Post-Separation Support

Post-Separation Support is a form of alimony.  In fact, in previous forms of the North Carolina statutes it was called “alimony pendente lite” and then “temporary alimony.”  Like alimony, post- separation support is an economic reality computation based on one party being the supporting spouse and the other being the dependent spouse.

“Dependent spouse” means a spouse, whether husband or wife, who is actually substantially dependent upon the other spouse for his or her maintenance and support or is substantially in need of maintenance and support from the other spouse.

“Supporting spouse” means a spouse, whether husband or wife, upon whom the other spouse is actually substantially dependent for maintenance and support or from whom such spouse is substantially in need of maintenance and support.

Post-Separation Support Lawyers in Matthews

The family law attorneys at Weaver, Bennett & Bland, P.A., have years of experience in dealing with the prosecution of post-separation support claims and in defending such claims.  Contact us at (704) 844-1400.

How can I get post-separation support?

Post-separation support is awarded or agreed to for a relatively short period of time compared to alimony; usually for a year or a little more, or until the order of alimony is entered whichever comes first.

Per N.C.G.S. §50-16.2A, in ordering post-separation support, the court shall base its award on:

  • The financial needs of the parties considering the parties’ accustomed standard of living
  • The present employment income and other recurring earnings of each party from any source
  • The income-earning abilities of the parties
  • The separate and marital debt service obligations of the parties
  • Those expenses reasonably necessary to support each of the parties, and
  • Each party’s respective legal obligations to support any other person(s).

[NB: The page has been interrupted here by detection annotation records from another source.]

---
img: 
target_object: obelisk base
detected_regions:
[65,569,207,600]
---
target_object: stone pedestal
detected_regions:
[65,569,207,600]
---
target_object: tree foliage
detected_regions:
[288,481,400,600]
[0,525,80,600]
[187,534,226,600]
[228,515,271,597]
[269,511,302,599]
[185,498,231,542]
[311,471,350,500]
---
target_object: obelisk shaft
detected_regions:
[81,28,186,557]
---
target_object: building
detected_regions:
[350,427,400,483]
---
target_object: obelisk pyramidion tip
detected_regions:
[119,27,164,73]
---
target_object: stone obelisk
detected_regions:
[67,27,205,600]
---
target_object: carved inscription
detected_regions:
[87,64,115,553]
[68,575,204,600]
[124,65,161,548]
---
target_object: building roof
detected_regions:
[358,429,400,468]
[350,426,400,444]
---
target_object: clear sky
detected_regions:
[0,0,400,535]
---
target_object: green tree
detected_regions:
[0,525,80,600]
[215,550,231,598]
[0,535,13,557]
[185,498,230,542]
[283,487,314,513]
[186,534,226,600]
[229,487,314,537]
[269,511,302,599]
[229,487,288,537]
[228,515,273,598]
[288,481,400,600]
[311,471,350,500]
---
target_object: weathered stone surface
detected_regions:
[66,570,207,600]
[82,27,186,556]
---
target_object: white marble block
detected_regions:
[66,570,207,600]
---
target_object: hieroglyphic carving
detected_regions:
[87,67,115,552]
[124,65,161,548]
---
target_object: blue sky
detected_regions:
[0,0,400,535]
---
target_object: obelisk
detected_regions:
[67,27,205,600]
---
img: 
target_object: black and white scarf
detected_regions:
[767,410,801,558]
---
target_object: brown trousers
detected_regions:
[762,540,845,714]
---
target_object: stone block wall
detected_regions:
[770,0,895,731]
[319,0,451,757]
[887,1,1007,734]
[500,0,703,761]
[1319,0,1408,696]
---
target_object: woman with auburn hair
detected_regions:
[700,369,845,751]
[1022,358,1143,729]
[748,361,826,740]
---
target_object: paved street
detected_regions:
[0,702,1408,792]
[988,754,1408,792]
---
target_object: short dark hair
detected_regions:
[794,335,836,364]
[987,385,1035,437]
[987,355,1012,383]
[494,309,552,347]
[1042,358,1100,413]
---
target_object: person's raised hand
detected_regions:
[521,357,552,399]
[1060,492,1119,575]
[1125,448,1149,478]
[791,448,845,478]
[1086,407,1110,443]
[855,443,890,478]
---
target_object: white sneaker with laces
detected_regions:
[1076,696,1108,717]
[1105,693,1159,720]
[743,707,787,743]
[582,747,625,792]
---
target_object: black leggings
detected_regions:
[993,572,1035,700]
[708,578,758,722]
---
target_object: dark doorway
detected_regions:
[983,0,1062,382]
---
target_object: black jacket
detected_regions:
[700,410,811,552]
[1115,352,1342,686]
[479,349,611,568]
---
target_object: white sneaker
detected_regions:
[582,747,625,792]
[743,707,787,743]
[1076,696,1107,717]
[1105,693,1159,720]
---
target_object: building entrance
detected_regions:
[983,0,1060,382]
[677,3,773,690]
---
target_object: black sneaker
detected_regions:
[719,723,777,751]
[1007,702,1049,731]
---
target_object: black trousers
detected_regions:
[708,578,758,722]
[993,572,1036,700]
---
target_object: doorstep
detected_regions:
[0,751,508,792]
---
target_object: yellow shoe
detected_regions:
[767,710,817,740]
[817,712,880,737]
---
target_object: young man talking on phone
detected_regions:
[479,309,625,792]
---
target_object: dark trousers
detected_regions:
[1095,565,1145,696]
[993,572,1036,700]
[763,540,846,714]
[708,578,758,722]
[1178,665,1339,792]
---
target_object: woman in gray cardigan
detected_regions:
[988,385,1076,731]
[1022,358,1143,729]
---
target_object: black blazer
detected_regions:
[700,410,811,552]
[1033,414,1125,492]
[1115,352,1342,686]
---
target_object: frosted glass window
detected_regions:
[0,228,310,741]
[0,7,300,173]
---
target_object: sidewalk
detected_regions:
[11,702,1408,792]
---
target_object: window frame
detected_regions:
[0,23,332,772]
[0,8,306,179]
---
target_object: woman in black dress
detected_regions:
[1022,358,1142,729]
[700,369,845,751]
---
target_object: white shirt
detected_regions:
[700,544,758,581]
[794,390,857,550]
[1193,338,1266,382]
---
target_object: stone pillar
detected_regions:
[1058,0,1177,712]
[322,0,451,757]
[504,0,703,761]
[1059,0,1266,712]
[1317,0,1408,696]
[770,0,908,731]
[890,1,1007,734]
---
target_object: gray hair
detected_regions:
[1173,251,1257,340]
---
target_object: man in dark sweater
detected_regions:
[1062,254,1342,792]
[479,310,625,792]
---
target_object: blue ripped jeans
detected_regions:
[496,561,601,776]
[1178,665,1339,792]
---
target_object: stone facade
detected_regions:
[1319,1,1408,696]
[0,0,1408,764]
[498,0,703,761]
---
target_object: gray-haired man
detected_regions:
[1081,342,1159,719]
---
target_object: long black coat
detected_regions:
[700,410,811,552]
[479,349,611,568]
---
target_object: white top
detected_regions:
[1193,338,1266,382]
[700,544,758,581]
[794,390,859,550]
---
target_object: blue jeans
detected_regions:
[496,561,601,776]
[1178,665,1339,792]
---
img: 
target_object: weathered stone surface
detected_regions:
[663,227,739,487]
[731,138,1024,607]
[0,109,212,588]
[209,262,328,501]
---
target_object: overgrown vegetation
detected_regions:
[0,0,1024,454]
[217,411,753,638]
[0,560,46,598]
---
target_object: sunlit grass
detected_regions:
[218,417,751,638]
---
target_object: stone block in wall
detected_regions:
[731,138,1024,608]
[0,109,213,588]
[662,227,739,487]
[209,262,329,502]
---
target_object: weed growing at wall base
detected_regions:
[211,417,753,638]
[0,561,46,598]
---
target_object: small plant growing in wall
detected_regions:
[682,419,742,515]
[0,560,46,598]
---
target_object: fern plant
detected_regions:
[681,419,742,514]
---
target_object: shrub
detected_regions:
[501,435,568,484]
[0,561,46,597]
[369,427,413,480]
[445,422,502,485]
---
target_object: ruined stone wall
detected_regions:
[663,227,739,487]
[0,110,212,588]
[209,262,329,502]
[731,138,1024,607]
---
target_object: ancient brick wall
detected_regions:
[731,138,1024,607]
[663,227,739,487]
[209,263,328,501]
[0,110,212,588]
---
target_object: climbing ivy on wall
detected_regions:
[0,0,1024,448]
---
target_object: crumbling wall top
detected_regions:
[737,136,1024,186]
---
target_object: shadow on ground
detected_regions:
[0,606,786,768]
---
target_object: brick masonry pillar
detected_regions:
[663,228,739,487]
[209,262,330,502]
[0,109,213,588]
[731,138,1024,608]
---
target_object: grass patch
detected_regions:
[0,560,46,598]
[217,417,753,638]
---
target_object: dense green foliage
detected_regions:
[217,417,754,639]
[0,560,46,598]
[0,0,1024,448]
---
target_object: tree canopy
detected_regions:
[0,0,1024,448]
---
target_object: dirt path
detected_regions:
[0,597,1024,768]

A dependent spouse is entitled to an award of post-separation support if, based on consideration of the factors above, the court finds that the resources of the dependent spouse are not adequate to meet his or her reasonable needs and the supporting spouse has the ability to pay, unless, the court considers fault or marital misconduct of the dependent spouse and that of the supporting spouse.

Does adultery affect post-separation support?

Unlike alimony where adultery on the part of the dependent spouse bars alimony from being awarded, it is in the discretion of the judge at the post-separation support hearing what effect, if any, the misconduct, including adultery, has on the award of post-separation support.